For most of the design and testing process, pneumatic, hydraulic and mechanical systems are simulated. Since many of these are standard modular subsystems, their behaviour and performance are predictable and can be used as an input to the test model.

Freeman says that fault insertion testing can be applied in this environment and can include “crazy monkey” testing to stress the simulation to model non-standard scenarios and see what would happen when completely unpredictable situations arise.

However, for most of the testing cycle, known loads and planned inputs are used in order to make sure each part of the train meets the Crossrail specifications.

To correctly simulate all the mechanical, hydraulic and electrical systems, Bombardier chose to use National Instrument’s VeriStand software to define the HIL testing regime and integrate the data acquisition, test sequencing and simulation modelling.

An important factor in the choice of VeriStand is its ability to interface with products from other suppliers, such as MatLab. This was necessary to accommodate the wide range of software choices already made by companies within Bombardier’s supply chain without them needing to change software.

NI also supplied the hardware for Train Zero with the PXI platform selected for ensuring the necessary processing power was available. Test engineers at Bombardier were provided with a generic configurable wiring interface to ensure ease of hardware insertion within the test rig at Derby.

Platform for future developments

One enormous advantage of Train Zero is the ability to use it as a platform for future train developments beyond the Crossrail project. The Crossrail train will be the first appearance of Bombardier’s newest development, the “Ventra”.

Bombardier’s Electrostar model – familiar to many users of the UK rail network – is now seen as not being feasible to be built or adapted to meet the latest specifications that are being demanded by UK train operators, including accessibility. According to James Rollin of Bombardier, the Train Zero platform is giving the company the ability to meet the requirements for Crossrail as well as meeting the wider specifications that are likely from other customers of the Ventra.

As a completely new train rather than an adaptation, the Ventra will be offered in place of the Electrostar for new orders.

New generation of diagnostics

One aspect of the Ventra that is being verified on the Train Zero platform is the innovative prognosis and diagnostic tools that are built into the train for real-time condition monitoring in order to more easily predict maintenance requirements and improve up-time and utilisation of the train.

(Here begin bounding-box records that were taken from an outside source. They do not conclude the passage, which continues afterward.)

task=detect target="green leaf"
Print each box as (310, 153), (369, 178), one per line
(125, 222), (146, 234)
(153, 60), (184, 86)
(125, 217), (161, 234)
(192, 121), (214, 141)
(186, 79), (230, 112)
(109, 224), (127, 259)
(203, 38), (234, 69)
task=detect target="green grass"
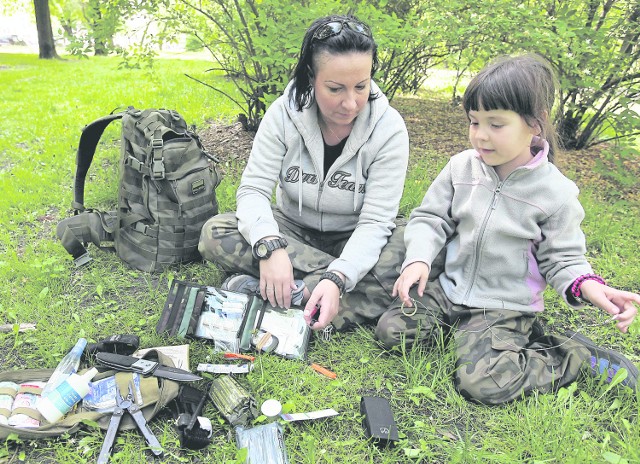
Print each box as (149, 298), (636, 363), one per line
(0, 54), (640, 464)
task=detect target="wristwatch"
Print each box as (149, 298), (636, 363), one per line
(252, 237), (288, 259)
(320, 271), (344, 298)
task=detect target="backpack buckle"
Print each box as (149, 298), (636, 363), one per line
(151, 159), (165, 179)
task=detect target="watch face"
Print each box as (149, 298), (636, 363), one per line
(256, 243), (269, 258)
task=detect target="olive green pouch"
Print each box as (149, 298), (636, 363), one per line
(0, 350), (179, 440)
(209, 375), (260, 427)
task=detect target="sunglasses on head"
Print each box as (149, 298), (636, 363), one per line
(313, 20), (371, 40)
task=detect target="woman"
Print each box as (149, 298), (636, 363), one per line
(199, 16), (409, 330)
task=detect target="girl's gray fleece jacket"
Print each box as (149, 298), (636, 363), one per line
(236, 81), (409, 291)
(402, 138), (593, 312)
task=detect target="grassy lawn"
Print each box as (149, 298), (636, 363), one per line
(0, 54), (640, 464)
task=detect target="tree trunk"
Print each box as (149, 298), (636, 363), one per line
(33, 0), (58, 59)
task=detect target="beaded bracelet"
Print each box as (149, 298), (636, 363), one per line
(571, 274), (607, 299)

The Train Control and Management System (TCMS) handles very large amounts of data from across the distributed systems in the train, data which can be used and analysed to gain improvements in performance and availability.

The condition monitoring system complements Bombardier’s existing Automated Vehicle Inspection (AVI) system that is installed at the company’s maintenance depots. Rollin told us, “The AVI uses cameras, lasers and other sensors to measure and monitor various parameters on the train. All of this information is stored for each train and compared with subsequent inspections that take place so that changes in these parameters, such as brake and wheel flange wear, can be monitored and preventive maintenance planned at the right moment.”

The combination of on-board condition monitoring and automated visual inspection at planned maintenance intervals provide Bombardier’s customers with very detailed information about the condition of the train, so that they can schedule maintenance tasks to avoid reduced equipment utilisation.

Train Zero has been in existence at Bombardier’s Derby plant for one year and is currently being used on HIL testing on the Ventra train, preparing it for formal product type testing and certification so it can be delivered for use on London’s Crossrail line. Beyond Crossrail, there’s no doubt that Bombardier will be using the concept on the development of its future trains that go beyond the innovative Ventra.